A doctor is worried that his patient may be suffering from depression. He asks the patient the following questions. These questions are standard in depression diagnosis.
"Do you have little interest or pleasure in doing things?
Do you feel down or hopeless?
Do you have trouble falling asleep?
Are you tired all the time?
Do you have poor appetite?
Do you feel bad about yourself?"
The patient replies, "Well, ever since I saw two thousand of my fellows crucified along the road, I have been having nightmares. Then they destroyed the temple, murdered a million of us, and drove the survivors into exile. We can't sacrifice to God any more. Then of course there was the mass suicide at Masada. I doubt that we will survive as a people."
"I see," the doctor says. He writes out a prescription for Prozac.
Linguists often remark that different languages contain words that don't translate well into other languages. That's why when we want to talk about chutzpah or schadenfreude or champagne or samovars or jihad we resort to words taken from Yiddish, German, French, Russian, and Arabic, respectively.
Some words don't translate from one language to another. Some words don't translate from one time period to another. "Depression" is one of those words that doesn't translate well across eons.
I am observing Lent this year by drawing a Tarot card at random and writing a stream of consciousness blog about it. Today's card is the four of cups. The four of cups depicts someone who looks depressed.
I thought, can I really talk about a twenty-first century understanding of depression in the context of the Bible? I realized, I can't.
And that realization causes me to reflect.
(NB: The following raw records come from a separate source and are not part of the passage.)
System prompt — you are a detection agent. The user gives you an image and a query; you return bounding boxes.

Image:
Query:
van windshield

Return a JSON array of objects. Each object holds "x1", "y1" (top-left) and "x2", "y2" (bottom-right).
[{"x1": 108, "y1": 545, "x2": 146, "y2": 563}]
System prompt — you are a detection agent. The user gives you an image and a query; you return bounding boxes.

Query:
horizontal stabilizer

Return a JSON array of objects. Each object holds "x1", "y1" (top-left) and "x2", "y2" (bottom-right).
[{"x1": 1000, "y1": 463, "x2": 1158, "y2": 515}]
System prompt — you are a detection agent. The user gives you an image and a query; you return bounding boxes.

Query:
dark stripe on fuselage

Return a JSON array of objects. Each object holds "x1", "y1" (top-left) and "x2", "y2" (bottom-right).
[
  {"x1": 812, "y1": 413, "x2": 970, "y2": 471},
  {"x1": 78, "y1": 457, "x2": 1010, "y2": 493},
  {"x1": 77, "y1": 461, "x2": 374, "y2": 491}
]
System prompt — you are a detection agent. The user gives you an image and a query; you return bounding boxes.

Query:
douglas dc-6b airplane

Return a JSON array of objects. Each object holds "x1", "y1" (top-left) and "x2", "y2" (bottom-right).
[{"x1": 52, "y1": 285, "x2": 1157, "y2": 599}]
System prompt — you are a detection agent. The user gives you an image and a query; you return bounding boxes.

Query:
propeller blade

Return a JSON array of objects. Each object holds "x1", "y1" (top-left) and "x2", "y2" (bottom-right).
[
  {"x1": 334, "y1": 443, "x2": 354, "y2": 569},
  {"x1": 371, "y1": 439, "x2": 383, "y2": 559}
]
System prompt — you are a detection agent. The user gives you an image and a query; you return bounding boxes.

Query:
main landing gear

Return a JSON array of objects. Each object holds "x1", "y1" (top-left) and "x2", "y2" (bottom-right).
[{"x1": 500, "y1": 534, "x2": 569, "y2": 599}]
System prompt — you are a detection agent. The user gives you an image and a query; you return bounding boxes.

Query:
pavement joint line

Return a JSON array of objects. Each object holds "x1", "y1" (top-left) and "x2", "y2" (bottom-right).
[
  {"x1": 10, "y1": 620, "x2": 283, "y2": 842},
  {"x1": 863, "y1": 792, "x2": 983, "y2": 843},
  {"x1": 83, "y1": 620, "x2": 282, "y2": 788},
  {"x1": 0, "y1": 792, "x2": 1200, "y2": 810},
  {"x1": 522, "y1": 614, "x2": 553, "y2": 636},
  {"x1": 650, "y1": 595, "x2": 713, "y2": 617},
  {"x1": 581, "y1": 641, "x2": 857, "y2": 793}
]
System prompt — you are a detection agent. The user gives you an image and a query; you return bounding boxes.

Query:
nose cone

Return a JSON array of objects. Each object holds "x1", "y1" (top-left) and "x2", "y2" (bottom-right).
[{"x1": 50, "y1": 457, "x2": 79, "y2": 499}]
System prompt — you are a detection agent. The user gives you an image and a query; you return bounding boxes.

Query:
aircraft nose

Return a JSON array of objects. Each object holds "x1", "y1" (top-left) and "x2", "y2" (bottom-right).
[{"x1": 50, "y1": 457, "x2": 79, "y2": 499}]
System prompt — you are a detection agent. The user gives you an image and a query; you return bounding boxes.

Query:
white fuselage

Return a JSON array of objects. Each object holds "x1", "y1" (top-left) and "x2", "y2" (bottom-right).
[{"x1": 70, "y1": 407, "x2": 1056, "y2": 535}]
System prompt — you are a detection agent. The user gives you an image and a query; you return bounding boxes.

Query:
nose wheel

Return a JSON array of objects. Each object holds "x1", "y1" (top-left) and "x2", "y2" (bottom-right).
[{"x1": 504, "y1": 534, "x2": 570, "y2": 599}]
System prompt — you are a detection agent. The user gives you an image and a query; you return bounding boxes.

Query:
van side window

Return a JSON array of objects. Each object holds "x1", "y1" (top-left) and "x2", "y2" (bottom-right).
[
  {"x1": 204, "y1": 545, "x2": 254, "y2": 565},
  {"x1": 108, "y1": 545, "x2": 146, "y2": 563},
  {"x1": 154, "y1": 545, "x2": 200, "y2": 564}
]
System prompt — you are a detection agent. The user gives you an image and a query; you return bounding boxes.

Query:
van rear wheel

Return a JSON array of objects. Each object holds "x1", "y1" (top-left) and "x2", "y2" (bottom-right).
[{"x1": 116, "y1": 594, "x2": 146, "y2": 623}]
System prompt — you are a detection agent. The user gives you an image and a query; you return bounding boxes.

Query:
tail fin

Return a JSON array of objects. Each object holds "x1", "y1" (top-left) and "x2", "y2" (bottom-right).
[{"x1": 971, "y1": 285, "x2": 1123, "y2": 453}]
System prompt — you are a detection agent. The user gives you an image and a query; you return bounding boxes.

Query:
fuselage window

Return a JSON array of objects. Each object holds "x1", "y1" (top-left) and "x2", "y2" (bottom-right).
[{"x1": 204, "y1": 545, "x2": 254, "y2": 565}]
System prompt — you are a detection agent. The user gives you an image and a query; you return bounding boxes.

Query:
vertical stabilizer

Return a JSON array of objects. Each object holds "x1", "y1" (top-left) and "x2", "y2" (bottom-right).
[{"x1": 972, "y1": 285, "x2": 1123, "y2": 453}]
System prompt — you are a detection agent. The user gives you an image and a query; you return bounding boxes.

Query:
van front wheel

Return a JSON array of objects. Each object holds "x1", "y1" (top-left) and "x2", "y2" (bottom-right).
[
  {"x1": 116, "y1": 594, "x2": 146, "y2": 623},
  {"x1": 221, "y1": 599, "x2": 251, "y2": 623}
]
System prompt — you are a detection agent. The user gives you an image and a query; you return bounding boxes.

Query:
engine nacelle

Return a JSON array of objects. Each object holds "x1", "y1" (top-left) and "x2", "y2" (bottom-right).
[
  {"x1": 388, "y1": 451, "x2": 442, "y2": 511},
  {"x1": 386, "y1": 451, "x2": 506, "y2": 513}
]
Our understanding of leprosy doesn't translate to the worldview of the Biblical era, either. The Bible mandates strict anathema on lepers.
The thing is, those interpreting that law didn't know how to differentiate leprosy from non-contagious skin conditions. Even people with eczema – which looks and feels really awful but which is not contagious and is not deadly – were subject to shunning.
The Jewish Encyclopedia records, "In the Talmud the classification or definition of leprosy and of its symptoms seems to be determined not by medical ideas, but by a literal and indiscriminating adherence to the letter of the Levitical law; Talmudic sages were satisfied merely with communicating the Biblical decisions. The Rabbis appear at times even to confuse true leprosy with eczema."
Some Christians condemned and cast out lepers. Lepers were judged to be hated by God and heretics.
Christians and Jews lacked complete understanding of leprosy.
There's another twenty-first century word that Christians and Jews in the past did not understand. The word is "homosexual."
What does the Bible say about homosexuality? Nothing.
There are surprisingly few condemnations of same sex intercourse in the Bible. The Old Testament never mentions women having sex with each other. When same sex intercourse is condemned, it's usually condemned as part of exploitative behavior, for example as occurred between Pagan men and their sex slaves, or as part of Pagan orgies.
The Bible never talks about homosexuality – it never talks about people who, through a morally neutral accident of birth, find love in mutually fulfilling, same sex relationships with one other consenting adult. That is absolutely never mentioned in the Bible.
You can read more about this topic here. It's an essay called "What Does the Bible Say about Homosexuality" and it's by Jimmy Creech who was a Methodist pastor for thirty years.
BTW, I don't mention homosexuality after depression, leprosy and eczema to suggest that homosexuality is a disease. I mention it because I think it's a topic, like the previous two, that Biblical authors didn't understand completely. We don't shun lepers any more. We don't shun people with eczema. We don't declare them hated by God.
It will be a good day when the entire church decides to acknowledge what is true to anyone who has eyes: homosexuals are not worse people than heterosexuals, and the love that homosexuals find in committed, adult, consensual partnerships is not less, or less necessary, than the love that heterosexuals find in their committed, adult, consensual partnerships.